Vou
contar história esquisita de um ser mais
esquisito ainda. Os índios chamam-no de Curupira. Começo por descrevê-lo: é feio
que nem o Tinhoso e peludo que nem um urso, mas pequeno. Já se viram dentes
verdes? Pois o Curupira tem. Sem falar nas orelhas agudas. Ele não é caranguejo,
porém seus pés são virados para trás, como se ele fosse andar de marcha a ré.

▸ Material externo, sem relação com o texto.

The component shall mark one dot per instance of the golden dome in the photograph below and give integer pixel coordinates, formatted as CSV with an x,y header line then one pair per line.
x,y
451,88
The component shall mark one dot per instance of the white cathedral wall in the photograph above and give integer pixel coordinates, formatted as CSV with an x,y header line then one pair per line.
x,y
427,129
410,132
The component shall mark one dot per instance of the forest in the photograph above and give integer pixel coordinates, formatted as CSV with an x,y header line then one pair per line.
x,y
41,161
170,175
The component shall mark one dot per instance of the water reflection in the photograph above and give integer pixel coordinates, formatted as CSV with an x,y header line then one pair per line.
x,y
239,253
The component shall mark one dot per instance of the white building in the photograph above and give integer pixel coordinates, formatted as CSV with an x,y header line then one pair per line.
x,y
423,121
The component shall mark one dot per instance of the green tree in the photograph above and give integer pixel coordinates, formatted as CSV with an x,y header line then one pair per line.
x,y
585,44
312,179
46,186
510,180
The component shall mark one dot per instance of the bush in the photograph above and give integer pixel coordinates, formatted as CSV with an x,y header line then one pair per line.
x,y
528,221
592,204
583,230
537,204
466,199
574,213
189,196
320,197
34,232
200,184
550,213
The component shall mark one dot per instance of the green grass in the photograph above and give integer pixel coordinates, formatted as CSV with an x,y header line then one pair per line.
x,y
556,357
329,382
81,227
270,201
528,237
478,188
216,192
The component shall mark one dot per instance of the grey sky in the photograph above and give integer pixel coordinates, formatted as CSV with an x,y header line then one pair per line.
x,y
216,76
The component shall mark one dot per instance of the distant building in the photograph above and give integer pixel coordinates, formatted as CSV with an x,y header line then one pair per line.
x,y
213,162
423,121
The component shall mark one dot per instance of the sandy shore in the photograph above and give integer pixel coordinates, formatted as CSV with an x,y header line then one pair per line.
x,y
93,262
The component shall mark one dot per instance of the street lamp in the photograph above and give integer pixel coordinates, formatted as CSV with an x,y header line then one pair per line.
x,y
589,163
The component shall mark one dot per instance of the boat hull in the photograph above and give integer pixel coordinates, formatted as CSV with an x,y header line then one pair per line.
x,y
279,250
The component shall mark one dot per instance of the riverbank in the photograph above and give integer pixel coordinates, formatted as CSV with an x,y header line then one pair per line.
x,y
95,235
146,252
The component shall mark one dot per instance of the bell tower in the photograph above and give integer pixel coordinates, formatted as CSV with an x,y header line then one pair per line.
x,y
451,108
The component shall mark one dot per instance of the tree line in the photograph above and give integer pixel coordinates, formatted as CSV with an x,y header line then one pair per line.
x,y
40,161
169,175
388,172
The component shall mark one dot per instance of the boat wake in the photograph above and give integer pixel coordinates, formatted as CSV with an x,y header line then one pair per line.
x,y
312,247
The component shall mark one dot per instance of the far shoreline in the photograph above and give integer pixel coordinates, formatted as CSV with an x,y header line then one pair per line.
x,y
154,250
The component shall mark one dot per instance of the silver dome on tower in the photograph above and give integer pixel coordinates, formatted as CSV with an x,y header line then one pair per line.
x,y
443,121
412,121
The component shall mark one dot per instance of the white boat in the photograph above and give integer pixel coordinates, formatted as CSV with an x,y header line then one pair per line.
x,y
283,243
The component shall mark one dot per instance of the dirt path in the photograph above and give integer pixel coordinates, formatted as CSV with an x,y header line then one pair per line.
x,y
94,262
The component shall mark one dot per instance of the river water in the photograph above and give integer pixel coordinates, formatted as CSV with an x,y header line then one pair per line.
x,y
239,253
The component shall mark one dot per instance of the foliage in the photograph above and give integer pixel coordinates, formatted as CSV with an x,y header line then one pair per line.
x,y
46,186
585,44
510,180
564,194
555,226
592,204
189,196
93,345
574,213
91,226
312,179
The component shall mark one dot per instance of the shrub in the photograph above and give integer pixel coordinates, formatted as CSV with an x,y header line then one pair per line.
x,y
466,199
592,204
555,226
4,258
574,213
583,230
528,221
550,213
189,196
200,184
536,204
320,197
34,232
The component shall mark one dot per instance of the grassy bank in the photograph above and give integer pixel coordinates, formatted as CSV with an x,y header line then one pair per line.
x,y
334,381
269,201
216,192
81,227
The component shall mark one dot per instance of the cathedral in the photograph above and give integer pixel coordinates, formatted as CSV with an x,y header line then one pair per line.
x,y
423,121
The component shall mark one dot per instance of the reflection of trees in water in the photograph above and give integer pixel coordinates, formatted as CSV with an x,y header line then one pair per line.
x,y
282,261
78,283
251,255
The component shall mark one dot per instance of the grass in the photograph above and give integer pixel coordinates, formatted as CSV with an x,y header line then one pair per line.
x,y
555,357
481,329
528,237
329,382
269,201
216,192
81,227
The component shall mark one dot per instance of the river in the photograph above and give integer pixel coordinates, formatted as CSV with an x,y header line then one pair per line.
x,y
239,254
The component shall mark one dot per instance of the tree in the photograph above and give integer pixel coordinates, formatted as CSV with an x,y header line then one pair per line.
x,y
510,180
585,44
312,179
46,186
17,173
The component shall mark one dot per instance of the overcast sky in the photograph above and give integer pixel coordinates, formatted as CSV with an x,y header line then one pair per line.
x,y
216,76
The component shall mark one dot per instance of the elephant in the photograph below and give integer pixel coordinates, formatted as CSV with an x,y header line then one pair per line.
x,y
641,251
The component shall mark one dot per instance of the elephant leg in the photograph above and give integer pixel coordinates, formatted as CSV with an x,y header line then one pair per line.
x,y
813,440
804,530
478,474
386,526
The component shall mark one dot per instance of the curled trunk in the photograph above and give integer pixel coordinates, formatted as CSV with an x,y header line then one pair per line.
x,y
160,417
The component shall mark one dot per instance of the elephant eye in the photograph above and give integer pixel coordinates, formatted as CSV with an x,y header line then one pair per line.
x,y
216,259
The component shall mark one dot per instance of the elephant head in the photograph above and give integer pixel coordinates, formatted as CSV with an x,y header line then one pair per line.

Ninguém nunca sabe onde ele está. Fugindo sempre? Talvez. E de repente surge em
assustadora aparição. Quando vai embora não deixa rastro na terra. Só se ouve
um sussurro na mata — podem estar certos: é ele. E além do sussurro ouvem-se as
marteladas no tronco das árvores. E que, sem ninguém lhe mandar, ele as vigia para
saber se aguentam tempestades e borrascas.
Que
ser misterioso. Pois que também é sábio: conhece, ao olhar apenas, as plantas
que curam doença de bicho. Porque ele protege os animais contra malefícios e
caçadores. E faz tudo isso sem deixar marcas. Só fica no ar um perfume de mata
virgem que é o seu. Mas o danadinho raramente auxilia pessoas, esse pequeno moleque.
Às
vezes simpatiza com um ou outro caçador e logo o convida para morar na
floresta. Como o Saci-Pererê, também pede fumo e em troca do que lhe é dado ensina
os segredos da selva.
Também
sabe se vingar dos índios que, com flechas, ferem um bicho indefeso. Então o Curupira
o atrai para caminhos sem fim e eis o caçador enganado, tonto e perdido. É
verdade que pede antes a um caçador que não mate animais dos que vivem em grupo,
porque o grupo ficará com saudade deles. Mas, ai de nós se o índio não cede!
Não tem o perdão do
Curupira.
Espalha fogo e quase deixa o índio bem assado. Os caçadores temem esta espécie
de gnomo monstro e suas vinganças.
Tudo
o que ele pede, se não dão atrai sorte ruim.
-
Me dá fumo! - diz o Curupira para o índio jangadeiro. E se este nega, a jangada
é virada para o fundo das águas. Tem qualquer parentesco com o Saci-Pererê.
Mas
enquanto este gosta de se divertir com os outros, com o Curupira não se brinca
Por exemplo: coitado de quem penetra na sua mata que serve de casa. A vingança
não tarda.
Não
se sabe é explicar por que ele é tão bom com os bichos E, se não está em
guerra, vive muito bem nas profundezas distantes da floresta.